Simulacro de tragedia al chancho

Por Milenko Skoknic D.

 
 

Antes que termine el día es una película ejemplar, porque demuestra cómo una buena idea narrativa se ve arruinada por las necesidades del género, y en particular, por los toques tragicómicos plasmados por el director Gil Junger, que lamentablemente bordean en una mezcla de ridiculez y absurdo.
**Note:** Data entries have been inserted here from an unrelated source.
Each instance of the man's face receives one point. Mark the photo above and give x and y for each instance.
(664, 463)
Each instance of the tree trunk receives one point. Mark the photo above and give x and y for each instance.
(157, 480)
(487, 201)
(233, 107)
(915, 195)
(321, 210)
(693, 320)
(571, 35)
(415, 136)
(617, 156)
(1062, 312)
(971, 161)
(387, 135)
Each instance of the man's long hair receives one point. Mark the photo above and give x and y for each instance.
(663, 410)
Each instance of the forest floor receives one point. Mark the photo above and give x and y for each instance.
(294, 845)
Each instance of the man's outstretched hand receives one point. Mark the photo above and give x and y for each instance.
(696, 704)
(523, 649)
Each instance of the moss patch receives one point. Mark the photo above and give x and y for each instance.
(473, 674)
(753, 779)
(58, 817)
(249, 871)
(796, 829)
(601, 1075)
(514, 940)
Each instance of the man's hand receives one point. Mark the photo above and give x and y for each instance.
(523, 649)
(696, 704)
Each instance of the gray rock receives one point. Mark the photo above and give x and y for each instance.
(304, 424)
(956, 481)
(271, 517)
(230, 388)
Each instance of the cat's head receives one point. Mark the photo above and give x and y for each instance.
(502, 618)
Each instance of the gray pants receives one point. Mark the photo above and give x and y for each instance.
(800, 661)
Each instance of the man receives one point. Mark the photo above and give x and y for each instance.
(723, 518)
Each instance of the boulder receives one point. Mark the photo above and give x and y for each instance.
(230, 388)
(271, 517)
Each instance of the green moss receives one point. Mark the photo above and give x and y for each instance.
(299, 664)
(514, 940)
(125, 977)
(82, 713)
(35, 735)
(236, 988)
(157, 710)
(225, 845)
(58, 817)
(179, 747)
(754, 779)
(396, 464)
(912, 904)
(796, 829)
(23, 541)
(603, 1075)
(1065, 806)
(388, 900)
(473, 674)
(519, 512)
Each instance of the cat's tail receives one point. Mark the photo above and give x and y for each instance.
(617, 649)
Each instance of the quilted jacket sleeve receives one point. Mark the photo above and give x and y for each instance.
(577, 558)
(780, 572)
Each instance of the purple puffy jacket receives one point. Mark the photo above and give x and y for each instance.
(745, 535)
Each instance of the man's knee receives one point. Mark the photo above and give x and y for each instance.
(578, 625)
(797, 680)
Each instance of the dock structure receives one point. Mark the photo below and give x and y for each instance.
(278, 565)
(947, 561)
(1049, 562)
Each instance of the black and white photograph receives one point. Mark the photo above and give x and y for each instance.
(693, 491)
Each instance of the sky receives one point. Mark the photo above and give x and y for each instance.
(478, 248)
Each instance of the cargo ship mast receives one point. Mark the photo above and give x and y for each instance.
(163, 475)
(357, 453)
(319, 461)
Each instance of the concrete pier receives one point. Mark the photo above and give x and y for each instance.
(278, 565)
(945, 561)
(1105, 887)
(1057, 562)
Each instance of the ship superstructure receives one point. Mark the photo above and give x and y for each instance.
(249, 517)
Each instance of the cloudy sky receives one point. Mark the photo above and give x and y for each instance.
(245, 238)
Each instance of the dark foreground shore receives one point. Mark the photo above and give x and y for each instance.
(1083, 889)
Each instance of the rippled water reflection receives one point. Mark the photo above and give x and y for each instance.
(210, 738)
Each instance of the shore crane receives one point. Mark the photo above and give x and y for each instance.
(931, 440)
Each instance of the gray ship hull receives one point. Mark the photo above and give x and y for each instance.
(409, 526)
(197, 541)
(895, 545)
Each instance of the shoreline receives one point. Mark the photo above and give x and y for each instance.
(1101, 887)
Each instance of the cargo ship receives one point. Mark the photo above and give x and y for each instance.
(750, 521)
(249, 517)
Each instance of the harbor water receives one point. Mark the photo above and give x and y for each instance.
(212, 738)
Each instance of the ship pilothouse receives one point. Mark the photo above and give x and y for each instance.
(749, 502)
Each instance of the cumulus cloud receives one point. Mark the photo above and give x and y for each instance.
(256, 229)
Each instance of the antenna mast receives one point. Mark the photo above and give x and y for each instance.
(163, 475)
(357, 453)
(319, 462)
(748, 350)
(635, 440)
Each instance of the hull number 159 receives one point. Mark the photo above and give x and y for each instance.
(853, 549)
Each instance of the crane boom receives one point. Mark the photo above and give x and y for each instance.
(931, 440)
En un Londres de tarjeta postal, una pareja joven constituida por el simpático pero distante Ian Wyndham (Paul Nicholls) y la buenita Sam Andrews (Jennifer Love Hewitt) se quieren, pero el poco compromiso de Ian la termina por hartar. Acto seguido, ella muere trágicamente. Pero grande es la sorpresa de Ian al despertar y ver a Sam a su lado. Tras el regocijo inicial, Ian comienza a preocuparse nuevamente: pequeños eventos sucedidos el día del accidente comienzan a repetirse el día presente con la “resucitada” Sam. Esta segunda oportunidad la aprovecha al máximo para evitar el fatal desenlace.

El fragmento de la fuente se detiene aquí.